Anna was married to Robert Thompson when she met Percy Lavon Julian. Racial barriers had prevented Percy Julian's appointment to a position at his alma mater, DePauw University, and elsewhere. Robert Thompson and Percy Julian worked together at Howard University, but Anna and Percy's affair in part led to both Thompson and Julian having to leave Howard in 1932. Percy and Anna married on December 24, 1935. Not yet financially established, Anna Julian continued to live and work in Washington, D.C. while pursuing her PhD in sociology at the University of Pennsylvania, while her husband took a position in Chicago. When they began to live together, she found, "Science can be a hard taskmaster. Dinner can be at seven or 11, as far as the true disciple of chemistry is concerned." Both of them were committed to similar goals and values, and were later described by newspapers as a "power couple".

They had two children, Faith Roselle Julian and Percy Julian Jr (an attorney), and also raised Anna's nephew, Leon "Rhoddy" Ellis.

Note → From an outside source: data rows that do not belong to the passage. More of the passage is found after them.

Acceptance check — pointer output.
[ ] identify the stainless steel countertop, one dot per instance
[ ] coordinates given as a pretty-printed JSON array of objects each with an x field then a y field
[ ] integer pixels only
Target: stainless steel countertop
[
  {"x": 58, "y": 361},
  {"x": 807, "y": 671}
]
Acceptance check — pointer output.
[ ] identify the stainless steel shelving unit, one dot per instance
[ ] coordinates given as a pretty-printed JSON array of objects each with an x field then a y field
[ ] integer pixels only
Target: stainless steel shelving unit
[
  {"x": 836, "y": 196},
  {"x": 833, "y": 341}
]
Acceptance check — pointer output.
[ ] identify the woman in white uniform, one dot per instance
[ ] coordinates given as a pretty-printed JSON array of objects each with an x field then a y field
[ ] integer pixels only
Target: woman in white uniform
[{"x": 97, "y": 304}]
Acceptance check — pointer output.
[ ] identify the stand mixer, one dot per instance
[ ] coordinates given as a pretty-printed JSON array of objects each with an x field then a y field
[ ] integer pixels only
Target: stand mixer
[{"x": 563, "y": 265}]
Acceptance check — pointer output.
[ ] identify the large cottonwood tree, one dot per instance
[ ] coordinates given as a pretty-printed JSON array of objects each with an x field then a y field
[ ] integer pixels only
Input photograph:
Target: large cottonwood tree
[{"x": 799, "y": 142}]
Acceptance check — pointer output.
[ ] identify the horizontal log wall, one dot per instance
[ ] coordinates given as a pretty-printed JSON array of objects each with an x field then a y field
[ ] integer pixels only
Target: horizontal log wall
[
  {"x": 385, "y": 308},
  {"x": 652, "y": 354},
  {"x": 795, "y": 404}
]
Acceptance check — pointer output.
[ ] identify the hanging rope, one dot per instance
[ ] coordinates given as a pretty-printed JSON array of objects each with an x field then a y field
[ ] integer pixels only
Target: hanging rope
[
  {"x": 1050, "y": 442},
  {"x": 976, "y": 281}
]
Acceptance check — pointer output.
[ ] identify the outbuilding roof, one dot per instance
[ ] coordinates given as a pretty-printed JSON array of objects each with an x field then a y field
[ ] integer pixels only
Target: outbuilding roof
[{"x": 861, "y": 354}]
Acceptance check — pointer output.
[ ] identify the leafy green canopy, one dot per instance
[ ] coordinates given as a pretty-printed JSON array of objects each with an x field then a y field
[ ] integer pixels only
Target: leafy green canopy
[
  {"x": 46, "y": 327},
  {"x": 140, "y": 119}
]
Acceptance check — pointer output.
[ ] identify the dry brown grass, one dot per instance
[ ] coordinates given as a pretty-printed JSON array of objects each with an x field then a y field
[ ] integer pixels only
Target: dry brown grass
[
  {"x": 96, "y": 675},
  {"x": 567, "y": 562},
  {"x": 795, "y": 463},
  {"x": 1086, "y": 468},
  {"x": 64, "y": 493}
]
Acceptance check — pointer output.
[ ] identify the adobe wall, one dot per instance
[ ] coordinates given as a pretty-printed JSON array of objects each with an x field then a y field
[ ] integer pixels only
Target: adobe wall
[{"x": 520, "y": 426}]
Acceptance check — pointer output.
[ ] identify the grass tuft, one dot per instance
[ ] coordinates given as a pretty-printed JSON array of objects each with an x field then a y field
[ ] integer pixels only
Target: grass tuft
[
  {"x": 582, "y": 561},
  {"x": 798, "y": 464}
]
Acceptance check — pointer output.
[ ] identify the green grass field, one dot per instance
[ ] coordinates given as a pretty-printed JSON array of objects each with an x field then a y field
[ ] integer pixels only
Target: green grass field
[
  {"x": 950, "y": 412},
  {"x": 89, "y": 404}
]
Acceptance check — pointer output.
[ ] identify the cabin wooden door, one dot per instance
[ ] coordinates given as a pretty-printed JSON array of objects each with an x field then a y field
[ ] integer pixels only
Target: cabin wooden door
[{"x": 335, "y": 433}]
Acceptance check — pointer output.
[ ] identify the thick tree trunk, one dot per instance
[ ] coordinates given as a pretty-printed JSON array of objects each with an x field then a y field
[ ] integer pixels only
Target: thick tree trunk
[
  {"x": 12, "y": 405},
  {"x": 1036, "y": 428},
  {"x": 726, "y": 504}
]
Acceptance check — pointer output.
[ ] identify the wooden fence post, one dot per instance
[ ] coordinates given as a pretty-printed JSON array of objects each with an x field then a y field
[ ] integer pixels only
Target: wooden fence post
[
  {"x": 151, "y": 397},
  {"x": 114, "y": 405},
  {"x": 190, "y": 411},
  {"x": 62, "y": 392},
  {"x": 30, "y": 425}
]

In 1950, the couple bought a 15-room house in the upscale, white neighborhood Oak Park, Chicago, a community that "Ernest Hemingway, a native son, once referred to as the village of 'broad lawns and narrow minds'." The couple and their children faced a sustained, violent campaign to stop them from living there. She later said: "We were pioneers facing the wilderness...only for us, it was a human wilderness – growing from bigotry." The town at first refused to switch the water on to the home, and the couple received threats. At the end of November, while the house and grounds were being prepared, someone doused the inside with gasoline and then threw a fire bomb inside, which exploded but fortunately failed to ignite the fumes. The house was placed under guard, but there was another bombing attempt the next June. While the Julian children were at home, dynamite was thrown from a car, but fell short of the house. The couple refused to be intimidated. Percy Julian said, "The right of a people to live where they want to, without fear, is more important than science."

Julian spent the rest of her life in the Oak Park home, and lived to see her husband honored locally with a junior high school named after him in 1985. She died in an Oak Park hospital on July 3, 1994.

== Honors and awards ==

- Phi Beta Kappa, University of Pennsylvania.
- Rita Johnson Humanitarian Award from the Family Service & Mental Health Center of Oak Park and River Forest.
- The Julians were cited the Chicago Chapter of the NAACP Legal Defense and Educational Fund for their contributions to justice (1973).
- Honorary doctorates from DePauw University (1987), Rosary College (1993), and MacMurray College (1994).
- 2006 Exhibition, "From Dreams to Determination: The Legacy of Drs Percy and Anna Julian", DuSable Museum of African-American History.